Deploying many sites in ECS using one ALB

My current go-to deployment strategy is AWS Elastic Container Service (ECS) using Fargate behind an Application Load Balancer (ALB). Each site is its own stateless docker container persisting dynamic data in RDS and/or S3. When I make a change, I build the new container, push it to ECR, create a new task revision and ECS deploys the site for me.

I've now set this up a couple of times and each time I struggle to recollect all the steps along the way, so it's high time I write it down so that I can look it up next time. And now that I understand this a bit better, I was also able to consolidate my infrastructure, since my original approach wasn't necessarily the most cost-efficient setup.

Aside from remembering/reverse engineering all the pieces needed, the part I always got stuck on was the apparent catch-22 of a load balancer wanting a target group, a target group wanting an IP, while the ECS Service wants to set up a load balancer before providing said IP.

Setting up the Application Load Balancer (ALB)

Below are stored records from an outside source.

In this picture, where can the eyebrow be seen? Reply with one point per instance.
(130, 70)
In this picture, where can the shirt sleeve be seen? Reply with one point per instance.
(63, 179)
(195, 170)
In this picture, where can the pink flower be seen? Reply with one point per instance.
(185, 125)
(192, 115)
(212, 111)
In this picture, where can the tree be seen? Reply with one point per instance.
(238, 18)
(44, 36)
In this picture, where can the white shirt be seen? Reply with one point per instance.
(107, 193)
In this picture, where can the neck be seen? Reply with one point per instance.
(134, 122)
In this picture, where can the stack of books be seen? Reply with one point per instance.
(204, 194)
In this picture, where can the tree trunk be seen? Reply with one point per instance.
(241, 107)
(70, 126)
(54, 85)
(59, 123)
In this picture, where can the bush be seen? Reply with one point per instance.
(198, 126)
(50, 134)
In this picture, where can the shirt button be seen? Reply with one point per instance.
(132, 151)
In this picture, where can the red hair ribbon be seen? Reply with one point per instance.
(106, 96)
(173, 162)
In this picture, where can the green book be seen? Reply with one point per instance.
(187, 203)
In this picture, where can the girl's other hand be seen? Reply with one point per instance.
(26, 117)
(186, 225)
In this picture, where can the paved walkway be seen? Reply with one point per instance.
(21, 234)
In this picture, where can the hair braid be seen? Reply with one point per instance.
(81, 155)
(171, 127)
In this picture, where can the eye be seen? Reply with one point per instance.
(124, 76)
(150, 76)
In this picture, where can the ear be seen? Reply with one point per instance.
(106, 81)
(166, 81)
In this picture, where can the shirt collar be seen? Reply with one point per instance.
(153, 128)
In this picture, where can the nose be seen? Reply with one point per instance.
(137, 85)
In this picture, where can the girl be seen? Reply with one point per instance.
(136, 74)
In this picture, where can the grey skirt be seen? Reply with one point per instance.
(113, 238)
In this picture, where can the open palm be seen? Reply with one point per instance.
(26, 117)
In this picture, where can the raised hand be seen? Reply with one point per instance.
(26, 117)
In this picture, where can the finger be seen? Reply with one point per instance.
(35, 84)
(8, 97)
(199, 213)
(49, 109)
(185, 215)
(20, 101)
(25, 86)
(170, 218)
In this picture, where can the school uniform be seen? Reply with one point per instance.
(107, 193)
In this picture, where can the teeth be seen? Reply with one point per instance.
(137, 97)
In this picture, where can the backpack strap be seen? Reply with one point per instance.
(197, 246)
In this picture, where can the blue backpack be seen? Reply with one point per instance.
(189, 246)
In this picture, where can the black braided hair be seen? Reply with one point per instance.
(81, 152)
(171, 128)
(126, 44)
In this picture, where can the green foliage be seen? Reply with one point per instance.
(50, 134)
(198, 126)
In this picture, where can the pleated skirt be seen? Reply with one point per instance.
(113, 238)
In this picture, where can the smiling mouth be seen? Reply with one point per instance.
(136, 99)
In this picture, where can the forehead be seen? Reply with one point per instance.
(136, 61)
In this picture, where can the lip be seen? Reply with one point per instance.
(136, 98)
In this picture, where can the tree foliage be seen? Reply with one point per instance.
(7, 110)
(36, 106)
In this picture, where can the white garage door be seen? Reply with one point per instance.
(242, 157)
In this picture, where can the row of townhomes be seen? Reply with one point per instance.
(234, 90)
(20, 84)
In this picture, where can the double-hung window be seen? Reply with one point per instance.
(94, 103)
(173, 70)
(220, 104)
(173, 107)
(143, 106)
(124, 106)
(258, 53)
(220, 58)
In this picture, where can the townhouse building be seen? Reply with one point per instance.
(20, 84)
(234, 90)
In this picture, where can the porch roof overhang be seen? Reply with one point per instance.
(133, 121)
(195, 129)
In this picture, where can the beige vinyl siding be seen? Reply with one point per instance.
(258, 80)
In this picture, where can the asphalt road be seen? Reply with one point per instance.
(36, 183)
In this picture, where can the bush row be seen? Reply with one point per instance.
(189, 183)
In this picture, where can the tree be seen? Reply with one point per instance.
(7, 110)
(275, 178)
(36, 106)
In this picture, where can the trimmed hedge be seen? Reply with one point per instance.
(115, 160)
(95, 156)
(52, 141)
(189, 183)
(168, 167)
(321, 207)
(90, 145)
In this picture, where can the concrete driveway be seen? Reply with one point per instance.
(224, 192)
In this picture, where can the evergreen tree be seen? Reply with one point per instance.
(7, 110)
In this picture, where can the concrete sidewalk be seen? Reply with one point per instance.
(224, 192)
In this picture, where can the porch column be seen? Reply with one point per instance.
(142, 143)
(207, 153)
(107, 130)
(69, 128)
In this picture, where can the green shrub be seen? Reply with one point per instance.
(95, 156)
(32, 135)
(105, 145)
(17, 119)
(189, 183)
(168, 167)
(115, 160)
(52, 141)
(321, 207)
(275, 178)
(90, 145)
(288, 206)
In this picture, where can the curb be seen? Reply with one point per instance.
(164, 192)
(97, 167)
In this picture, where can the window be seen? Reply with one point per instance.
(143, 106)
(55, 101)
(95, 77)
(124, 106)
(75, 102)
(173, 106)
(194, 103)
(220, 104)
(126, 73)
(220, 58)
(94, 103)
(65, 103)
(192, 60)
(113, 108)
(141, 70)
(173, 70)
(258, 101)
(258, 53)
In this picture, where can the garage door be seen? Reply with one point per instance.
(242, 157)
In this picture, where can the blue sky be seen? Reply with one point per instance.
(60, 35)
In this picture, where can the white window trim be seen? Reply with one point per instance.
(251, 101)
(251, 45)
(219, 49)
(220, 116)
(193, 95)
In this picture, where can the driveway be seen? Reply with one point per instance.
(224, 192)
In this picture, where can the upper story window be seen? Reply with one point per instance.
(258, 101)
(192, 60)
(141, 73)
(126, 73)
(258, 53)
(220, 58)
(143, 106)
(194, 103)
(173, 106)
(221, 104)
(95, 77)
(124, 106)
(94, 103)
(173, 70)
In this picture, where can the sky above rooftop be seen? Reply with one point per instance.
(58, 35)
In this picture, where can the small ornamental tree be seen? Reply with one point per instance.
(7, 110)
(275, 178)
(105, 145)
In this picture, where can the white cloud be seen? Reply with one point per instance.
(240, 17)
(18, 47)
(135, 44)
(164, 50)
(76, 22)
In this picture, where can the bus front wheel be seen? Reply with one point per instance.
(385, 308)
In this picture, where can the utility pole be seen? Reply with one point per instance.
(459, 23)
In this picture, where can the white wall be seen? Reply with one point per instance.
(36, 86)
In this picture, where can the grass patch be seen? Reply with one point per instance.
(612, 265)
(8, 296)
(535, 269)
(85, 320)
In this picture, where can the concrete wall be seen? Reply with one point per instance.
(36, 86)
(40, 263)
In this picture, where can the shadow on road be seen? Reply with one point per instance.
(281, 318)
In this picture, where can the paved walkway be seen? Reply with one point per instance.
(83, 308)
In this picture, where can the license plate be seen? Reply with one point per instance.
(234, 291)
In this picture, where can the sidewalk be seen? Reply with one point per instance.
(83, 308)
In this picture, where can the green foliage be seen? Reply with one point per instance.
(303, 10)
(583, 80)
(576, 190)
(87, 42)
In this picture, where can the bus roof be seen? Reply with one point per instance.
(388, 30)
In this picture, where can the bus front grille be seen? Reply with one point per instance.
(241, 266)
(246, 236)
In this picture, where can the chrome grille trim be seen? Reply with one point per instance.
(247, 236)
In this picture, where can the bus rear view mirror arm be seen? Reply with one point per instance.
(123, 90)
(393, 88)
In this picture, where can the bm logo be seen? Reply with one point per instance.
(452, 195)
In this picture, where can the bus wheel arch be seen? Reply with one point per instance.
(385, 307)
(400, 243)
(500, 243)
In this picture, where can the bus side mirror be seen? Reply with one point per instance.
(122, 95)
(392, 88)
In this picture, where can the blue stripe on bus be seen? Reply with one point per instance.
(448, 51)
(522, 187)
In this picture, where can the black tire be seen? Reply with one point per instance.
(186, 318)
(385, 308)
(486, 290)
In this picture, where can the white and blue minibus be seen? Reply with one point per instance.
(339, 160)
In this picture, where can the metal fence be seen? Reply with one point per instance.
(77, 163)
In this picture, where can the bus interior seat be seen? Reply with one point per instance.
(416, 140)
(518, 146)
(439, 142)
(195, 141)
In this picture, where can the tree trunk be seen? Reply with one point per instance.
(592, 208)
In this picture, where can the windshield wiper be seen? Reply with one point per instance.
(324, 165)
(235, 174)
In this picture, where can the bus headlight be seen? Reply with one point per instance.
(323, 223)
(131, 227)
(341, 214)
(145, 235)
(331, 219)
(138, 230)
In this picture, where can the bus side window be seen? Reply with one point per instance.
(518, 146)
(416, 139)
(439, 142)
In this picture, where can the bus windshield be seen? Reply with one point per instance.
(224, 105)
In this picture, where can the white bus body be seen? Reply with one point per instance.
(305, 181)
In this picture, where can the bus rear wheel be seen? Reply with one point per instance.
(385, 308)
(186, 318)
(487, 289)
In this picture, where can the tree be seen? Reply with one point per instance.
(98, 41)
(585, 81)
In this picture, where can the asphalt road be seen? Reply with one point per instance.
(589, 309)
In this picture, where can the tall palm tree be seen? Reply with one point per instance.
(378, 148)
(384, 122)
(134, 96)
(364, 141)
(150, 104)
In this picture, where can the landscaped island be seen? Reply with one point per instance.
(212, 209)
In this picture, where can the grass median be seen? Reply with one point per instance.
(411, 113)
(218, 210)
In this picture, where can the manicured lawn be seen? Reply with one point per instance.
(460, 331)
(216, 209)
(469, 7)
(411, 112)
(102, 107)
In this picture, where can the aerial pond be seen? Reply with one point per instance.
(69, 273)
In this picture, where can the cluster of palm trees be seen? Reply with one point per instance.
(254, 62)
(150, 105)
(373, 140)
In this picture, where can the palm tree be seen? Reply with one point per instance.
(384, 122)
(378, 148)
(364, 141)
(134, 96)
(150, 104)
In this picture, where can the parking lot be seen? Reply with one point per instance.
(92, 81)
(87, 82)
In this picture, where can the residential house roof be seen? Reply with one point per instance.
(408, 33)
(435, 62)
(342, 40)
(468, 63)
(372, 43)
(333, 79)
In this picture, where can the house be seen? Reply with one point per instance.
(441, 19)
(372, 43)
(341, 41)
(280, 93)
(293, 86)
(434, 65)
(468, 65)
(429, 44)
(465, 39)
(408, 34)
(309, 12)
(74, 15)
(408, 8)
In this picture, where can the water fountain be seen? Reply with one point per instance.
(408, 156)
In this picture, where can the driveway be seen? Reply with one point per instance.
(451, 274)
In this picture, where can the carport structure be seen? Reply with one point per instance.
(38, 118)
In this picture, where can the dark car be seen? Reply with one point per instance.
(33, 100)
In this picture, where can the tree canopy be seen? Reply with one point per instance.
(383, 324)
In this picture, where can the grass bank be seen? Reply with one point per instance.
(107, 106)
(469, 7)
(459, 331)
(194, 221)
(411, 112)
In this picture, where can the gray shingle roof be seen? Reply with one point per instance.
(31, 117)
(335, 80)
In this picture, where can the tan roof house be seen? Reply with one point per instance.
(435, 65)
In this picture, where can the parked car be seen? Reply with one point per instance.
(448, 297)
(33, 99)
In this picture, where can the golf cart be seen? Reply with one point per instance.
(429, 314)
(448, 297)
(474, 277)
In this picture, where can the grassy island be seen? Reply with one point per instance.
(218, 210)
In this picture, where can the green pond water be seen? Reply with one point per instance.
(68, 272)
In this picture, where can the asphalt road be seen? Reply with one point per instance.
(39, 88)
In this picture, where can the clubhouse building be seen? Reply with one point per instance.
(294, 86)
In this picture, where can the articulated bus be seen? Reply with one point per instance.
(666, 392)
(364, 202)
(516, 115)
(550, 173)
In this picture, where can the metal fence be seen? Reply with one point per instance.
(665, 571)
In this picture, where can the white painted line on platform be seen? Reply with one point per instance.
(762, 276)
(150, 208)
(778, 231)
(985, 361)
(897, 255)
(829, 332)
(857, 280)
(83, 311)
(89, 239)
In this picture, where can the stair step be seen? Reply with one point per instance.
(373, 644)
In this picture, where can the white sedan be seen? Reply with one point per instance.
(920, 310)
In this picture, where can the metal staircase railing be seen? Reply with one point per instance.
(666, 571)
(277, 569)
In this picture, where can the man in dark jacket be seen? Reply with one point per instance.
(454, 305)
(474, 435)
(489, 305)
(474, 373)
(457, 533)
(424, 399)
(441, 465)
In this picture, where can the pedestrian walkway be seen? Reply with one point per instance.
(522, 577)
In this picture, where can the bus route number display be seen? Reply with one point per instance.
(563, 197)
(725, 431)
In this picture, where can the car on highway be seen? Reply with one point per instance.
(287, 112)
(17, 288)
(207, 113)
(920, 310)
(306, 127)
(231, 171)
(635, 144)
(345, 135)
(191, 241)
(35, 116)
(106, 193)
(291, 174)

We're going to be using a single Application Load Balancer for all the ECS hosted sites and will be hosting them under https:// with http:// redirecting to the former.

Multi-domain certificate

Before we can create the load balancer we need a certificate that covers all the domains we want to host. This certificate can be swapped out later, so the list of domains defined here is not set in stone. AWS lets you generate a multi-domain and wildcard certificates directly via Certificate Manager, which allows us to host different domains at the single IP of the load balancer, rather than requiring an IP and certificate for each domain.

Go to Certificate Manager
Select Request
Request a public certificate
Add all the domains and sub-domains that the load balancer will handle
- You can provide up to 10 different domains in one certificate by default, i.e. 10 different sites with one Application Load Balancer. You can request more, but I haven't tried yet.
- foo.com and *.foo.com have to be declared separately, so that might cut you down to 5 different sites.
Keep the remaining settings as described
Follow the instructions for verifying each domain by setting up the appropriate CNAMEs in DNS

The only caveat is that the certificate common name (CN) is the first domain that you declare. I.e. if you create it for foo.com, bar.com and baz.com, visitors looking at the certificate for the latter two will see foo.com as the name on the certificate, which depending on the sites you are hosting may be a deal breaker.

Security Groups

We only want to open up the containers for the ALB to send traffic to, so we need a pair of groups, the first definining who can talk to the ALB and the second defining that the ALB can talk to this group.

Goto EC2
Select Security Groups from Network & Security
Select Create Security Group
1. Create security group for the load balancer itself
  1. Inbound: Ports 80 & 443 inbound from anywhere
  2. Outbound: Default anywhere rule
2. Create security group for ECS services to be reachable only by the load balancer
  1. Inbound: Port 8000 (or whatever port your docker containers listen for HTTP on) with a source being the previous security group
  2. Outbound: Default anywhere rule

I run the container with a public IP (actually required for env files) and add a Home only security group that opens up the container to my IP, so that I can sanity check it without the load balancer.

Creating the ALB

The ALB, once configured, will provide us an AWS based name, that we will use as the target of the CNAMEs that we're hosting. When someone hits some host name that we haven't set up routing for, we want to return a 503, rather than have one of the sites exposed at a non-canonical host. Unfortunately, the console does not let you define a static response as the initial default, but requires a Target Group to be created instead, so we will create a target group of the first site we want to host and then change the target rules after.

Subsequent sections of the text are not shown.